I do NOT (usually) use room correction for 2-channel; I love it for movies. 90% of my 2-channel listening is in "direct" mode on my SSP; I DO have a room correction mode saved on my CD input, but it only affects the low frequencies. I use it to smooth-out some room modes for music, but I leave the mids and highs alone.


----------



## jackfish (Dec 27, 2006)

After the limitations of broadband EQ for high definition audio reproduction became known in the 1970s, the audiophile world concentrated on building or correcting the room to address frequency response nulls and peaks and leaving the audio signal as "pure" as possible. That does not mean that there aren't proponents of electronic EQ for high fidelity systems. Any electronic room acoustic correction will add noise and distortion to a system. For movies it is not much of a problem, for critical music listening on highly resolving equipment it can be deadly.


----------



## pharoah (Jul 21, 2012)

id like to have room eq for my sub.on my 2 channel system.


----------



## selden (Nov 15, 2009)

pharoah said:


> id like to have room eq for my sub.on my 2 channel system.


Have you considered the Velodyne SMS-1?

http://www.amazon.com/Velodyne-SMS-1-Correction-Included-Microphone/dp/B000CEGI50


----------



## mikesorensen06 (Jul 2, 2012)

All in all, when you look at how they work, they add or subtract energy from the original recorded signal so that it acoustically "fits" better into a room. Isn't it really an equalizer?

Regards,
Mike


----------



## tesseract (Aug 9, 2010)

While I've played around with Trinnov via the Sherwood R-972, I am back to using a passive/pre integrated, the Exposure 2010S. I'll try Trinnov again when I gear up for surround sound, for 2 channel I am good with EQ'ing well below the Schroeder Frequency only.

http://www.trinnov.com/technologies/loudspeaker-room-optimization/

http://www.hometheatershack.com/for...64-i-got-new-toy-sherwood-newcastle-r972.html

http://www.hometheatershack.com/for...sherwood-newcastle-r-972-official-thread.html


----------



## pharoah (Jul 21, 2012)

selden said:


> Have you considered the Velodyne SMS-1?
> 
> http://www.amazon.com/Velodyne-SMS-1-Correction-Included-Microphone/dp/B000CEGI50


i have seen that before.thanks for the idea though.i have read its a fantastic product.


----------



## tesseract (Aug 9, 2010)

Even better than the SMS-1 is the miniDSP. It is less expensive, more powerful and REW can suggest filters


----------



## pharoah (Jul 21, 2012)

tesseract said:


> Even better than the SMS-1 is the miniDSP. It is less expensive, more powerful and REW can suggest filters


thats good to know thanks.


----------



## Phillips (Aug 12, 2011)

I have a SVS ASEQ-1 with twin Velodyne DD subs (basically SMS-1 inside, with servo control) setup as stereo. which are both discontinued.

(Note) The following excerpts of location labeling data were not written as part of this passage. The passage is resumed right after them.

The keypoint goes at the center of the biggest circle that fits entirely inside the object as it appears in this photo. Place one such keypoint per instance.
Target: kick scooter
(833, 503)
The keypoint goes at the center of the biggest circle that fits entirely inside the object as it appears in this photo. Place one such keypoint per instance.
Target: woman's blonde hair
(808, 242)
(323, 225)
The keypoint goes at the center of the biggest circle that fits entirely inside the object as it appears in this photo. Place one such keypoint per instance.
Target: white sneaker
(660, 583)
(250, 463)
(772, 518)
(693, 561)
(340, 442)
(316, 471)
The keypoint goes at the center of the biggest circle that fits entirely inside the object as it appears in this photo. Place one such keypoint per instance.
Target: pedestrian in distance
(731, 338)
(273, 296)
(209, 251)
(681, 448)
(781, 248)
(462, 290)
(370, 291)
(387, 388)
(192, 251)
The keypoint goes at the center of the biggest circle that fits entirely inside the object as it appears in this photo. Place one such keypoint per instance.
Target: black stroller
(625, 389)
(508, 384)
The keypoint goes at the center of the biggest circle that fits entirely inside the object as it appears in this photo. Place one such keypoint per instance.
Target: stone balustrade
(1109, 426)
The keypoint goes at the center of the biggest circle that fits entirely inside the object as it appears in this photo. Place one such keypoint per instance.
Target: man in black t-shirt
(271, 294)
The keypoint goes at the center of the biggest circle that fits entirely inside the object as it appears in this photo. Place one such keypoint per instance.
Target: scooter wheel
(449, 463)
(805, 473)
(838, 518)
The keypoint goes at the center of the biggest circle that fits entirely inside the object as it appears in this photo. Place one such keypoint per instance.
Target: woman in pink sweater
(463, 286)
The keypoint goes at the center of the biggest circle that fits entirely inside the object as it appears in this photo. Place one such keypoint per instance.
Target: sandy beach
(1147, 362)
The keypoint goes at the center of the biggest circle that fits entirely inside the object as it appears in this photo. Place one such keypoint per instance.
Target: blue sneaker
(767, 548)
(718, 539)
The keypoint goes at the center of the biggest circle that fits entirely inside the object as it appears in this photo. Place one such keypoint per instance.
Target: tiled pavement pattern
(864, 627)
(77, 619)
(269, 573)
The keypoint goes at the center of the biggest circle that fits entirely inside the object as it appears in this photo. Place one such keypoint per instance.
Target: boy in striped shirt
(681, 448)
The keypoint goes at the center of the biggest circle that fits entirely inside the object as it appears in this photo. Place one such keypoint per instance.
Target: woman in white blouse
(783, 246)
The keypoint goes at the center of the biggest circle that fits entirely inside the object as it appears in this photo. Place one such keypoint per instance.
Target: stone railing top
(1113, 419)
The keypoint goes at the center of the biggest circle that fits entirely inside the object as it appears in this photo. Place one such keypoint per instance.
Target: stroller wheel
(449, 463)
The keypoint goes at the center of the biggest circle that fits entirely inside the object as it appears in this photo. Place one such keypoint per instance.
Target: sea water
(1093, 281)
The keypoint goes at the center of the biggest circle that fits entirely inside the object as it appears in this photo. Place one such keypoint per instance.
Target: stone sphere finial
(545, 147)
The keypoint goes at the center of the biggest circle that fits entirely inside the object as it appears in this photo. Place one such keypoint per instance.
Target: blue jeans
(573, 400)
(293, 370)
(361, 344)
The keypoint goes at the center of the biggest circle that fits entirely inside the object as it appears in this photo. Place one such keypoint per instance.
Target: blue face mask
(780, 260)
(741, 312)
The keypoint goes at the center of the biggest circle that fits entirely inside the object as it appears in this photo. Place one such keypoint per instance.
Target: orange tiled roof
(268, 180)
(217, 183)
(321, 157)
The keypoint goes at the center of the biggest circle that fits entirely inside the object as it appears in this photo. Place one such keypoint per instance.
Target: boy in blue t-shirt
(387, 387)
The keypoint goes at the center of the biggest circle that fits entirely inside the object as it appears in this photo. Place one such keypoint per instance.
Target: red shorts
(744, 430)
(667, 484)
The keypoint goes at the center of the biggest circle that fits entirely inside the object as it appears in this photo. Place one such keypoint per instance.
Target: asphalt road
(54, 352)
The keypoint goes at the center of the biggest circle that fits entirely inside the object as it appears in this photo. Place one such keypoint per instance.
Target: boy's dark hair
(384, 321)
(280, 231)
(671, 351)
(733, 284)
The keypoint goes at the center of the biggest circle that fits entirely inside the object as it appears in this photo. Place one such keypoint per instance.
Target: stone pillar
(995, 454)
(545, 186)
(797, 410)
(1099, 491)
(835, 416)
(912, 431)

I tend to go backwards and forward to which is best, separately, together (current setup).

Personally i like the flexibility and being able to dial in precise filters (Q) of the SMS-1. Coupled with REW, it just tops it off. i can't remember the last time i actually used the SMS-1 measuring software.


There is also going to be a review on Stereophile (Kal Rubinson)on the Antimode 2.0, which is a full range EQ.

Another one is the Yamaha "YDP?" 2006 PEQ which Wayne on the REW forum really likes. This is also discontinued. He says it is low noise etc.


----------



## JoeESP9 (Jun 29, 2009)

I don't know if this is what the OP is asking but, here goes. I use a Behringer DSP1124P and REW to equalize frequencies from 85Hz down for my sub woofers. Although I have a dedicated and acoustically treated room I have some low frequency non linearity's that no amount of room treatments and/or speaker positioning could cure.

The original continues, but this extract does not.